Association members also found that St. Petersburg provided the water service and water lines in much of the affected area. St. Petersburg charges Lealman residents 25 percent more for their water and part of that, Neri said, should go to improving infrastructure and providing such things as fire hydrants.

St. Petersburg officials have a different view.

The agreement to provide water for Lealman applies only to drinking water, said Patti Anderson, St. Petersburg's assistant public utilities director. The 25 percent surcharge comes into effect because of the distance the water must go. It also helps to maintain the system.

"I'm not aware of any obligation to provide fire protection," Anderson said. "Outside of the city limits, we have water pipes. We maintain those pipes."

Any monies collected from Lealman are "not anywhere close to sufficient for upgrading the system for fire protection," she said.

Even inside the city, the amount residents pay for drinking water does not go to install fire hydrants. If the St. Petersburg fire department wants a new hydrant, it pays the water department. That cost comes out of citizens' property taxes.

Since none of the county's property taxes from Lealman come to St. Petersburg, the city will not provide hydrants, she said. The county and city have been arguing the issue, she said, but the discussion keeps running into a stalemate.

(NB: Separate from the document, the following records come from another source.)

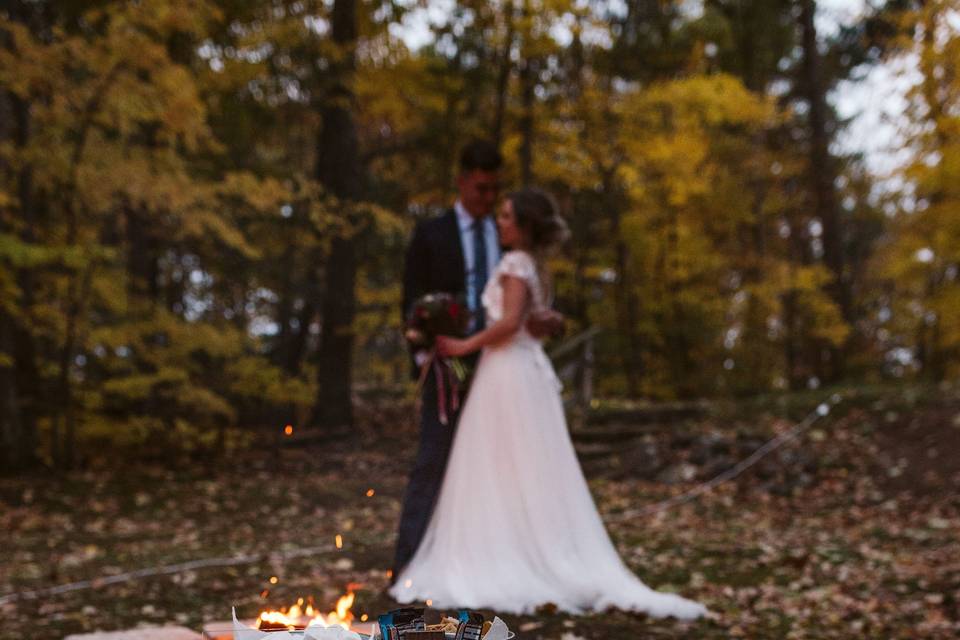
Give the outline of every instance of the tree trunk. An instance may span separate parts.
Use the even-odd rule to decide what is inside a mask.
[[[126,219],[127,292],[160,302],[160,243],[142,211],[132,204],[123,207]]]
[[[844,321],[853,324],[849,283],[844,270],[844,230],[837,210],[834,184],[837,178],[836,162],[830,155],[832,133],[827,129],[828,107],[826,88],[820,77],[820,54],[817,51],[815,0],[801,0],[800,23],[803,41],[803,93],[810,108],[808,127],[810,133],[809,179],[813,192],[813,209],[823,225],[823,258],[833,274],[833,282],[827,287],[830,297],[840,307]],[[831,377],[836,380],[844,372],[844,350],[831,348]]]
[[[583,43],[580,40],[579,27],[582,27],[581,17],[577,18],[578,29],[574,31],[573,43],[571,44],[570,55],[570,75],[567,82],[567,99],[572,105],[579,105],[583,95],[583,70],[586,60],[583,55]],[[579,109],[579,107],[577,107]],[[579,133],[579,140],[586,146],[587,128],[583,127]],[[570,223],[570,229],[577,242],[569,243],[569,249],[573,253],[573,302],[571,305],[572,318],[577,325],[586,329],[590,325],[589,317],[589,288],[590,282],[587,277],[587,267],[590,261],[590,250],[596,245],[596,241],[591,233],[590,214],[584,215],[583,211],[578,211],[576,195],[573,191],[567,190],[565,194],[565,203],[561,207],[563,217]]]
[[[321,106],[323,124],[317,149],[317,177],[341,199],[346,212],[362,196],[363,168],[353,120],[354,47],[357,39],[355,0],[336,0],[333,5],[333,41],[340,48],[331,65],[331,89]],[[353,319],[356,312],[357,242],[340,236],[331,243],[326,271],[326,290],[321,306],[317,382],[319,392],[314,422],[320,426],[350,426],[353,407]]]
[[[686,309],[680,301],[683,282],[680,280],[680,216],[676,211],[670,213],[667,224],[666,287],[670,293],[670,324],[665,335],[668,345],[666,355],[673,375],[672,386],[678,396],[686,397],[696,393],[696,385],[691,381],[693,371],[685,326]]]
[[[804,376],[800,371],[800,355],[797,347],[797,292],[789,290],[783,294],[783,359],[787,371],[787,386],[791,391],[798,391],[805,386]]]
[[[316,301],[322,297],[316,269],[322,262],[323,252],[319,248],[302,257],[290,248],[281,258],[284,280],[277,305],[280,333],[273,361],[291,376],[300,373],[307,354],[310,325],[317,312]]]
[[[939,74],[944,74],[940,76],[942,78],[946,77],[949,72],[945,72],[943,68],[938,68],[936,56],[934,55],[937,47],[937,26],[940,18],[941,14],[935,8],[935,5],[934,7],[927,8],[923,12],[923,51],[920,56],[920,71],[923,80],[920,86],[923,101],[927,106],[927,124],[933,133],[933,139],[936,141],[936,151],[942,154],[950,144],[950,140],[947,130],[944,128],[944,123],[946,122],[945,113],[947,113],[949,109],[948,105],[944,104],[941,98],[942,88],[940,86],[940,80],[938,80]],[[938,171],[940,175],[934,183],[939,185],[949,184],[950,177],[945,167],[945,162],[942,159],[938,165]],[[926,194],[929,206],[934,209],[941,206],[943,198],[944,193],[942,187],[930,190]],[[937,262],[942,261],[941,247],[937,246],[936,238],[931,238],[931,243],[934,254],[937,256]],[[944,265],[943,268],[945,269],[946,265]],[[942,273],[942,271],[938,273],[937,269],[932,269],[932,273],[927,279],[925,304],[936,296],[943,284],[940,273]],[[928,320],[925,315],[925,317],[920,319],[920,325],[922,327],[922,335],[925,337],[921,351],[923,354],[921,372],[930,380],[940,382],[946,377],[946,354],[944,353],[940,339],[941,318],[939,315],[934,315]]]
[[[764,153],[764,140],[758,136],[754,140],[754,153]],[[767,221],[764,208],[767,201],[768,183],[762,179],[753,179],[749,182],[750,193],[750,221],[744,225],[741,246],[746,261],[744,263],[741,290],[751,291],[763,282],[767,267]],[[741,344],[756,345],[756,348],[740,350],[740,362],[737,363],[741,372],[738,376],[741,383],[738,392],[750,389],[755,391],[766,390],[769,387],[769,374],[776,365],[770,361],[770,352],[766,348],[769,343],[767,331],[767,315],[769,309],[761,303],[755,290],[747,298],[747,309],[744,314],[744,331]],[[784,376],[787,379],[787,376]]]
[[[642,394],[644,374],[644,344],[640,335],[640,299],[633,287],[632,270],[630,269],[630,248],[626,241],[617,239],[617,289],[620,298],[620,331],[626,331],[628,348],[624,350],[627,391],[636,398]]]
[[[507,21],[507,33],[500,53],[500,69],[497,72],[497,107],[493,115],[493,143],[500,147],[503,141],[503,121],[507,110],[507,89],[509,88],[510,70],[513,62],[510,52],[513,49],[514,19],[513,2],[507,0],[503,8],[504,19]]]
[[[14,370],[13,323],[0,311],[0,463],[4,469],[26,466],[24,425]]]
[[[310,337],[310,324],[313,322],[313,316],[316,314],[314,300],[319,298],[316,287],[313,283],[307,284],[307,295],[304,297],[303,306],[297,314],[297,328],[290,336],[289,351],[287,360],[284,363],[284,369],[292,376],[300,373],[300,367],[303,364],[304,354],[307,352],[307,340]]]
[[[293,305],[296,297],[294,280],[294,260],[293,245],[288,244],[283,254],[280,256],[281,284],[277,292],[279,300],[277,301],[277,332],[276,343],[273,347],[272,360],[279,367],[286,368],[286,363],[290,361],[290,343],[293,338]]]
[[[523,20],[527,22],[530,18],[530,2],[523,3]],[[530,37],[527,32],[526,37]],[[523,43],[526,45],[527,43]],[[521,52],[525,47],[521,46]],[[521,62],[520,68],[520,99],[522,102],[522,112],[520,114],[520,181],[523,186],[533,184],[533,108],[535,103],[534,89],[537,86],[537,76],[539,75],[539,65],[536,58],[526,57]]]
[[[7,93],[5,111],[8,111],[12,126],[4,132],[10,137],[19,153],[23,153],[30,141],[30,104],[20,96]],[[15,176],[19,200],[19,237],[26,243],[34,243],[35,201],[33,168],[29,163],[20,167]],[[17,287],[20,299],[10,301],[19,307],[22,318],[30,315],[33,306],[33,274],[28,267],[17,269]],[[39,376],[34,359],[34,337],[22,321],[0,311],[0,431],[3,452],[0,459],[10,469],[23,469],[37,463],[37,395],[40,392]]]
[[[520,71],[523,100],[523,112],[520,116],[520,180],[525,187],[533,184],[533,108],[536,76],[536,61],[524,61]]]
[[[633,282],[633,274],[630,269],[630,247],[623,239],[620,229],[621,207],[620,199],[615,193],[614,171],[611,168],[602,169],[601,172],[603,173],[604,203],[607,215],[610,216],[610,235],[615,238],[614,252],[617,280],[614,286],[614,304],[617,315],[617,333],[623,344],[620,354],[623,371],[627,379],[627,393],[632,397],[638,397],[641,393],[644,368],[643,339],[637,329],[640,318],[640,304],[633,291],[636,283]]]
[[[788,186],[787,192],[796,194],[803,188],[798,183]],[[790,288],[782,295],[784,327],[786,339],[784,341],[784,358],[787,363],[787,379],[791,390],[806,387],[809,377],[817,369],[820,361],[821,343],[805,331],[801,300],[797,289],[793,287],[796,278],[796,268],[809,266],[814,261],[811,250],[809,228],[806,216],[801,211],[791,211],[787,214],[787,224],[790,236],[787,241],[787,267],[789,269]]]

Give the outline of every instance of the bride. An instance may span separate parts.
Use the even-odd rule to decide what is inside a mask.
[[[423,541],[390,594],[530,613],[608,607],[696,618],[705,607],[654,591],[617,555],[567,432],[560,383],[526,316],[547,308],[537,260],[566,234],[542,191],[511,194],[497,214],[504,254],[483,291],[486,329],[441,337],[442,355],[483,350]]]

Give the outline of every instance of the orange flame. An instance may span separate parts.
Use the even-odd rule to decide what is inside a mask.
[[[351,591],[345,596],[340,596],[337,600],[337,610],[327,614],[327,626],[338,624],[344,629],[350,629],[350,621],[353,620],[353,613],[350,607],[353,606],[355,596]]]
[[[324,627],[339,625],[349,631],[350,623],[353,622],[354,619],[350,607],[353,606],[355,598],[356,596],[352,590],[346,595],[340,596],[340,599],[337,600],[337,604],[334,607],[334,611],[331,611],[326,616],[314,609],[311,602],[307,602],[306,607],[304,607],[304,599],[299,598],[297,604],[289,608],[282,607],[279,611],[262,611],[257,618],[257,628],[275,630],[286,628],[288,631],[295,631],[297,629],[305,629],[309,625],[317,623]]]

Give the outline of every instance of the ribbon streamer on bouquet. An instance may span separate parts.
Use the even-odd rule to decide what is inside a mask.
[[[427,361],[420,367],[420,377],[417,379],[417,413],[420,413],[423,402],[423,385],[427,381],[427,376],[433,372],[433,379],[437,384],[437,416],[440,418],[440,424],[446,426],[450,424],[450,413],[460,410],[460,382],[457,374],[450,363],[437,355],[437,350],[432,349]],[[449,403],[447,395],[449,389]],[[449,411],[448,409],[449,404]]]

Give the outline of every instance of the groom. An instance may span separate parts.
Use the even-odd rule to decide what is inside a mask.
[[[500,261],[497,227],[491,214],[500,190],[502,164],[497,147],[485,140],[475,140],[462,150],[457,201],[444,215],[418,223],[407,249],[403,272],[404,319],[421,296],[445,292],[466,297],[473,312],[468,333],[485,327],[480,295]],[[547,312],[532,317],[527,329],[538,337],[558,333],[563,329],[563,318]],[[426,357],[423,352],[414,354],[415,370]],[[467,363],[475,366],[476,357],[468,358]],[[420,446],[403,499],[391,582],[413,557],[426,532],[459,417],[459,412],[454,411],[449,416],[449,424],[440,422],[433,376],[426,377],[421,400]]]

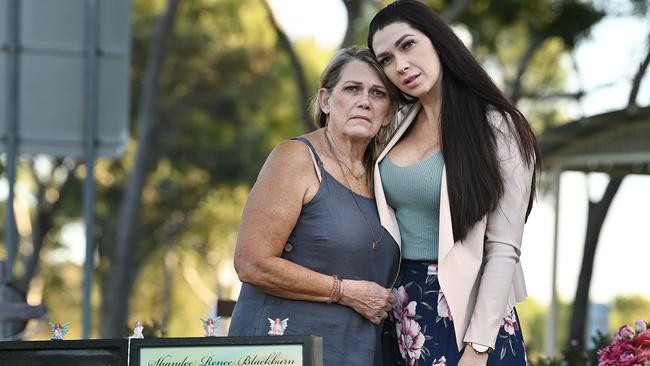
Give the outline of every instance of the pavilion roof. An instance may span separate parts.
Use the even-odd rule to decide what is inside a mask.
[[[650,174],[650,106],[584,117],[539,136],[545,169]]]

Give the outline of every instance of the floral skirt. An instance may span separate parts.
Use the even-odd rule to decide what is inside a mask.
[[[440,291],[436,264],[403,260],[393,288],[397,304],[382,331],[384,366],[455,366],[462,351],[456,346],[454,325]],[[526,365],[524,339],[513,309],[497,337],[488,366]]]

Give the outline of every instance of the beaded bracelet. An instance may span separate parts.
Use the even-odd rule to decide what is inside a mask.
[[[332,290],[330,291],[330,296],[327,298],[327,303],[331,304],[332,301],[334,301],[334,296],[337,293],[337,290],[339,288],[339,277],[337,275],[332,275],[334,282],[332,283]]]
[[[336,302],[341,302],[341,298],[343,298],[343,280],[339,278],[339,288],[338,288],[338,294],[336,296]]]

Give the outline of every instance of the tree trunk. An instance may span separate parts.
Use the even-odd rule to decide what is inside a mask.
[[[522,93],[521,89],[524,81],[524,74],[528,69],[530,60],[533,59],[533,55],[535,54],[535,51],[537,51],[537,49],[542,45],[542,43],[544,43],[544,40],[545,40],[544,37],[534,36],[530,44],[528,45],[526,52],[524,52],[524,55],[519,60],[519,65],[517,66],[517,76],[515,76],[515,80],[512,83],[512,88],[510,92],[510,101],[514,105],[516,105],[517,102],[519,101],[519,98],[521,98],[521,93]]]
[[[158,21],[149,47],[149,58],[142,85],[138,112],[138,151],[133,170],[126,183],[118,215],[111,270],[104,281],[102,303],[102,337],[119,338],[128,315],[131,287],[137,275],[136,258],[142,189],[157,160],[154,149],[158,128],[158,81],[166,55],[165,41],[172,31],[180,0],[168,0],[164,15]]]
[[[627,113],[634,114],[636,112],[636,97],[639,92],[639,85],[643,75],[650,64],[650,46],[645,59],[641,62],[639,70],[636,72],[632,81],[632,89],[628,98]],[[605,216],[609,206],[614,200],[616,192],[618,192],[621,182],[625,176],[610,178],[605,194],[598,203],[589,202],[589,212],[587,219],[587,235],[585,237],[584,256],[582,257],[582,266],[580,268],[580,276],[578,277],[578,287],[576,288],[576,296],[571,310],[571,324],[569,328],[569,345],[567,349],[571,349],[572,340],[577,341],[578,350],[583,350],[585,346],[585,332],[587,310],[589,305],[589,287],[591,286],[591,274],[593,272],[594,258],[596,256],[596,247],[598,245],[598,238],[600,230],[602,229]],[[573,346],[574,348],[576,346]]]
[[[344,0],[343,2],[348,13],[348,25],[345,30],[343,41],[341,42],[341,47],[347,47],[354,42],[354,25],[356,24],[357,19],[359,19],[361,16],[362,2],[363,0]],[[303,124],[303,127],[305,128],[305,131],[311,131],[314,129],[313,119],[309,115],[309,96],[312,93],[310,92],[309,86],[307,84],[307,78],[305,77],[305,71],[302,67],[302,62],[300,62],[300,58],[294,50],[289,36],[287,36],[287,33],[275,19],[271,5],[269,5],[267,0],[262,1],[262,4],[266,9],[266,13],[268,15],[269,21],[271,22],[271,26],[273,26],[273,29],[278,36],[278,46],[284,49],[287,55],[289,55],[289,60],[291,61],[291,65],[293,67],[293,73],[296,78],[296,86],[298,89],[297,103],[300,120]]]
[[[639,65],[639,70],[634,75],[634,80],[632,80],[632,90],[630,91],[630,96],[627,101],[627,114],[633,115],[636,113],[639,108],[636,104],[636,97],[639,94],[639,89],[641,88],[641,80],[645,75],[648,65],[650,64],[650,36],[648,37],[648,53],[645,55],[645,59]]]
[[[463,15],[470,5],[472,5],[472,0],[454,0],[440,16],[447,23],[453,23]]]
[[[59,161],[57,167],[52,169],[52,174],[54,174],[54,171],[57,168],[59,168],[62,164],[63,162]],[[54,202],[49,202],[45,198],[45,192],[47,191],[47,189],[52,187],[48,188],[45,184],[39,181],[38,177],[36,176],[36,171],[33,165],[31,167],[31,170],[32,170],[31,171],[32,177],[37,184],[36,217],[34,217],[32,223],[32,248],[29,254],[21,257],[21,263],[24,268],[24,272],[22,277],[20,277],[20,279],[15,284],[16,292],[20,294],[24,294],[25,298],[26,298],[26,294],[29,293],[29,287],[32,282],[32,279],[34,279],[34,276],[36,276],[36,273],[38,273],[38,265],[41,258],[41,250],[43,249],[43,244],[45,243],[45,236],[52,229],[54,213],[56,212],[56,209],[58,208],[59,203],[61,202],[61,200],[58,198]],[[70,184],[70,182],[72,182],[72,179],[70,179],[71,176],[70,173],[72,170],[74,170],[74,167],[72,167],[68,171],[65,180],[57,188],[59,193],[63,192],[66,186]],[[26,327],[27,327],[27,320],[23,322],[16,322],[14,323],[14,327],[12,331],[16,334],[19,334],[23,332]]]
[[[345,35],[339,49],[352,46],[354,44],[354,35],[357,30],[357,19],[361,15],[361,4],[363,0],[343,0],[343,5],[348,13],[348,25],[345,29]]]
[[[302,62],[300,62],[298,54],[293,49],[293,45],[291,44],[291,40],[289,40],[289,36],[287,36],[280,23],[278,23],[278,21],[275,19],[271,5],[266,0],[262,1],[262,3],[266,8],[266,13],[269,17],[269,21],[271,22],[271,25],[273,26],[273,29],[278,36],[278,46],[284,49],[284,51],[289,56],[289,60],[291,61],[293,73],[296,78],[296,92],[298,93],[296,102],[298,103],[300,121],[302,122],[305,131],[311,131],[314,129],[314,124],[312,123],[312,119],[309,116],[310,93],[309,87],[307,86],[307,78],[305,78],[305,72],[302,67]]]
[[[169,329],[169,322],[172,317],[172,297],[174,288],[174,269],[176,253],[171,245],[167,246],[167,253],[163,257],[163,298],[161,304],[161,325],[164,332]]]
[[[571,325],[567,349],[575,347],[578,347],[580,350],[584,349],[587,310],[589,306],[589,288],[591,286],[591,275],[594,267],[594,258],[596,257],[598,238],[600,237],[600,231],[605,222],[607,211],[609,211],[609,206],[614,200],[623,178],[624,176],[611,177],[600,202],[589,201],[584,255],[580,267],[580,276],[578,277],[576,296],[573,302],[573,308],[571,309]],[[571,345],[572,341],[577,341],[577,345]]]
[[[52,176],[54,176],[54,172],[63,165],[66,165],[65,162],[62,159],[59,159],[58,163],[52,169]],[[45,198],[45,192],[53,187],[47,187],[44,183],[41,183],[36,175],[36,168],[33,165],[31,167],[32,177],[37,184],[37,202],[36,217],[32,223],[32,250],[29,255],[22,258],[23,268],[25,268],[25,271],[23,276],[20,278],[18,288],[23,293],[29,293],[29,284],[38,272],[38,264],[40,262],[41,249],[43,249],[43,244],[45,243],[45,236],[52,229],[54,214],[61,203],[61,193],[66,190],[68,185],[74,182],[74,179],[72,179],[72,172],[76,166],[77,164],[75,163],[68,167],[65,179],[61,182],[59,187],[56,187],[59,192],[59,198],[54,202],[50,202]]]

While St. Petersburg has taken a hard line, Anderson said that when the city installs new pipes, they'll be the size that is best for attaching to hydrants.

"We're not going to put in fire hydrants, but we'll put in pipes," she said. "It's not a total solution for sure, but we feel like we're making a good-faith effort because we are concerned."

Some of those changes for Lealman are in St. Petersburg's 10-year plan, but Anderson said she had no information on when any pipe replacement might begin.